Just hours after the DOJ issued an indictment of two Chinese hackers who purportedly infiltrated 45 US tech companies and government agencies (including the US Navy), Reuters has published an anonymously sourced report shedding more light on aspects of 'Operation Cloudhopper' - the codename for the hacking campaign - that offers some details about how China's Ministry of State Security infiltrated IBM and HP Enterprise, and used those systems as a "launch pad" to gain access to systems belonging to their clients (which include government agencies and the military).

Hackers

The information reported on 'Cloudhopper' reportedly came from US and UK sources. Cloudhopper worked by infiltrating 'managed service providers', which are used by clients to manage their servers, network and other IT infrastructure. Reuters said it was unable to confirm the names of other firms breached in 'Cloudhopper', according to Reuters.

The breaches reportedly lasted for weeks at a time, and were being investigated as recently as this past summer.

The sources, who were not authorized to comment on confidential information gleaned from investigations into the hacks, said that HPE and International Business Machines Corp were not the only prominent technology companies whose networks had been compromised by Cloudhopper.

Cloudhopper, which has been targeting technology services providers for several years, infiltrated the networks of HPE and IBM multiple times in breaches that lasted for weeks and months, according to another of the sources with knowledge of the matter.

IBM investigated an attack as recently as this summer, and HPE conducted a large breach investigation in early 2017, said the source.

The attackers were persistent, making it difficult to ensure that networks were safe, said another source.

IBM responded to the hacks by installing new hard drives and operating systems on its computers...yet the state-sponsored attackers managed to repeatedly break into the company's systems.

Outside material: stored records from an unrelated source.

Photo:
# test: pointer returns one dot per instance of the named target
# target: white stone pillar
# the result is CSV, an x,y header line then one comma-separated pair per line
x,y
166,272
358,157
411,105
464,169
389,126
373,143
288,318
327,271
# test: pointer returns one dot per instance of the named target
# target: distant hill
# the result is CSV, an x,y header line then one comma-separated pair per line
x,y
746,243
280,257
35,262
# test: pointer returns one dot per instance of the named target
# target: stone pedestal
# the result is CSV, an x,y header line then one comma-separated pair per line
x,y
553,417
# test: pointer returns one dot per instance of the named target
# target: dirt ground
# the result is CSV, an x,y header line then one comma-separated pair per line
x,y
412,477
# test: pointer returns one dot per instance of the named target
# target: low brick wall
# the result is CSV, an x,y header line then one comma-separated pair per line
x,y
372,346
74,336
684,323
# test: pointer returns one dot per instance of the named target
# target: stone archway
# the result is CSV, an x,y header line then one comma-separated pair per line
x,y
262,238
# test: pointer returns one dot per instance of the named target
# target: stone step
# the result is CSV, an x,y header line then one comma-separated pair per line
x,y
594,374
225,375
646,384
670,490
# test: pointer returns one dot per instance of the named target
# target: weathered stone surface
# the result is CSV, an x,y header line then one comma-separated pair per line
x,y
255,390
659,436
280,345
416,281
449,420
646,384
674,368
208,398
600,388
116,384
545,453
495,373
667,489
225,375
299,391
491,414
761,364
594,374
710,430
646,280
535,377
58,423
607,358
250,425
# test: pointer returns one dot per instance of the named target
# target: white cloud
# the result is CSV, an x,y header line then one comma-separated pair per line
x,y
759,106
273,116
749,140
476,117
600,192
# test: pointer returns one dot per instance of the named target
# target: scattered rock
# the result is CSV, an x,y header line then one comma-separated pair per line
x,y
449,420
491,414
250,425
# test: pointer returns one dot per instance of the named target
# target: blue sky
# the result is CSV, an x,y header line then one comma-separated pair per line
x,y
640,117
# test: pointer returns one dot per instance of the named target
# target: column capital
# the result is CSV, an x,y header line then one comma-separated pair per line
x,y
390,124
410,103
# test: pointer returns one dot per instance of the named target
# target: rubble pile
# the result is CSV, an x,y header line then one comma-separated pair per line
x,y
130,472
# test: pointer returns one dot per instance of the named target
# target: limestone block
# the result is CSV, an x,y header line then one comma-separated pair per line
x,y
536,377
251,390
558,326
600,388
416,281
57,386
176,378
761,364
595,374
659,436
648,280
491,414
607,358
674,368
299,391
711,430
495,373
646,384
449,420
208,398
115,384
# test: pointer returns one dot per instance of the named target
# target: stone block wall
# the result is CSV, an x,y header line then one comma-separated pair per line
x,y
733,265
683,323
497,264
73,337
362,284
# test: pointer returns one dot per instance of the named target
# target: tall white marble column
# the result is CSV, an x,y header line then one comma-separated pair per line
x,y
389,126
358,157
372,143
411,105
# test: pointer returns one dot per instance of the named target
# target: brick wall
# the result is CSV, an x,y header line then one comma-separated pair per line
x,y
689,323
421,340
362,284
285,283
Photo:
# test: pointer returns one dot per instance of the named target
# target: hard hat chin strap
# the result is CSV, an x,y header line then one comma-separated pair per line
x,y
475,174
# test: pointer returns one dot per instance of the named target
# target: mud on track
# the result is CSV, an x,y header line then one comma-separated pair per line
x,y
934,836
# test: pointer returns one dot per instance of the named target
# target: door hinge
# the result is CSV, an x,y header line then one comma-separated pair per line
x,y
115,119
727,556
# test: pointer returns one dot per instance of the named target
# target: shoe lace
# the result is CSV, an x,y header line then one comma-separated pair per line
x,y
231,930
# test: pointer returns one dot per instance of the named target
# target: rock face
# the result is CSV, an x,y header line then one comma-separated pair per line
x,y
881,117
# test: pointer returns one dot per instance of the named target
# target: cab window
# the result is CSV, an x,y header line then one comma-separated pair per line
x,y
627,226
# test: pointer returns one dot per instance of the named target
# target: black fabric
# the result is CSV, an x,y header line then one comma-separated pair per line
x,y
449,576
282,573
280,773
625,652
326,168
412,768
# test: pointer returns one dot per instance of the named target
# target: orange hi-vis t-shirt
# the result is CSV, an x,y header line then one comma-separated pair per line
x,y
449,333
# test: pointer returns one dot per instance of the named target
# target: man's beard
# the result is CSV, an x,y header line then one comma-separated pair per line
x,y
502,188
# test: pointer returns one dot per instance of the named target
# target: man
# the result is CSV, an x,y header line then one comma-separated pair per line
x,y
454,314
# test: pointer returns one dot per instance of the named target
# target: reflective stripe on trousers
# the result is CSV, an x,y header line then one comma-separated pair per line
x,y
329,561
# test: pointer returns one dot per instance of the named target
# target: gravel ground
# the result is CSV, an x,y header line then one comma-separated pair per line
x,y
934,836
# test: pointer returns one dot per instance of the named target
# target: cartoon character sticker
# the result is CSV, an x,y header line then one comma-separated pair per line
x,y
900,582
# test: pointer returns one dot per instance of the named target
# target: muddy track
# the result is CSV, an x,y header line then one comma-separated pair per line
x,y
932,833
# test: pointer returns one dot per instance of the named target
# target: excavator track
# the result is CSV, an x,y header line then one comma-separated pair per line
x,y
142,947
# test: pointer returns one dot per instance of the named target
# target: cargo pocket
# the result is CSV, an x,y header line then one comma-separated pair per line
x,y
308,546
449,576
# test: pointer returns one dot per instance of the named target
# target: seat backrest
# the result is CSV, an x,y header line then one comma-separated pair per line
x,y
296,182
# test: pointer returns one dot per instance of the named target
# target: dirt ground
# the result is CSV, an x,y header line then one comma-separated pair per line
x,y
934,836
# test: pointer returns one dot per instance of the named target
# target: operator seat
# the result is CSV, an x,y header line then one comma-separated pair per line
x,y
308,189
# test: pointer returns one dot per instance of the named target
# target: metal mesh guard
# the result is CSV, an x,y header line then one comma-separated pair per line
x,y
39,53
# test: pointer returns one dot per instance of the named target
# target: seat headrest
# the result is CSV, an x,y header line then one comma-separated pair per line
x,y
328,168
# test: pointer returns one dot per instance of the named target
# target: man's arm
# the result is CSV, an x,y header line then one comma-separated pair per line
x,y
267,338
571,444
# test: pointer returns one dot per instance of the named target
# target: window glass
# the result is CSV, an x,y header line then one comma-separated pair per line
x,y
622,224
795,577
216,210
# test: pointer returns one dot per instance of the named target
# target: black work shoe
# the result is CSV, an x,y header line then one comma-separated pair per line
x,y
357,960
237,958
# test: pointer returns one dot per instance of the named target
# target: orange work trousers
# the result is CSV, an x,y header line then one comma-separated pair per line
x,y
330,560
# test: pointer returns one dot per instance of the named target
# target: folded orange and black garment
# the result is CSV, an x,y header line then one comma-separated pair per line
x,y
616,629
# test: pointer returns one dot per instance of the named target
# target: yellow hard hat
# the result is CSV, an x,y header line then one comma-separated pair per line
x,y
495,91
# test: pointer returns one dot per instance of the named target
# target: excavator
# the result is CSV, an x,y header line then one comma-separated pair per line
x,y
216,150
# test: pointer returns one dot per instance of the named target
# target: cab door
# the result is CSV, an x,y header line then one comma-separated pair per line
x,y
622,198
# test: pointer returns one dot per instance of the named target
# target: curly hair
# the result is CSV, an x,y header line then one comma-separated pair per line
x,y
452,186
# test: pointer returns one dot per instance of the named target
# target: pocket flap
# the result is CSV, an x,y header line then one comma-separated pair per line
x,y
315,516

As one anonymous official explained, these attacks on MSPs are particularly dangerous because they turn the MSPs into 'launchpads' for attacks on clients. He referred to it jokingly as "the Walmart approach".

One senior intelligence official, who declined to name any victims who were breached, said attacks on MSPs were a significant threat because they essentially turned technology companies into launchpads for hacks on clients.

"By gaining access to an MSP, you can in many cases gain access to any one of their customers," said the official. "Call it the Walmart approach: If I needed to get 30 different items for my shopping list, I could go to 15 different stores or I could go to the one that has everything."

Representatives for both the US and UK governments declined to comment, saying only that "a number of MSPs had been affected" in the hacks.

Representatives with the FBI and Department of Homeland Security declined to comment. Officials with the U.S. Justice Department and the Chinese embassy in Washington could not immediately be reached for comment.

A British government spokeswoman declined to comment on the identities of companies affected by the Cloudhopper campaign or the impact of those breaches.

"A number of MSPs have been affected, and naming them would have potential commercial consequences for them, putting them at an unfair disadvantage to their competitors," she said.

Beijing will no doubt be furious at the global coordinated condemnation of its cyberespionage efforts orchestrated by the US, but as more US allies speak out on Thursday, it remains to be seen if China will double-down on its efforts, or pull back. And there's also the possibility that an angry China retaliates by breaking off trade-war negotiations.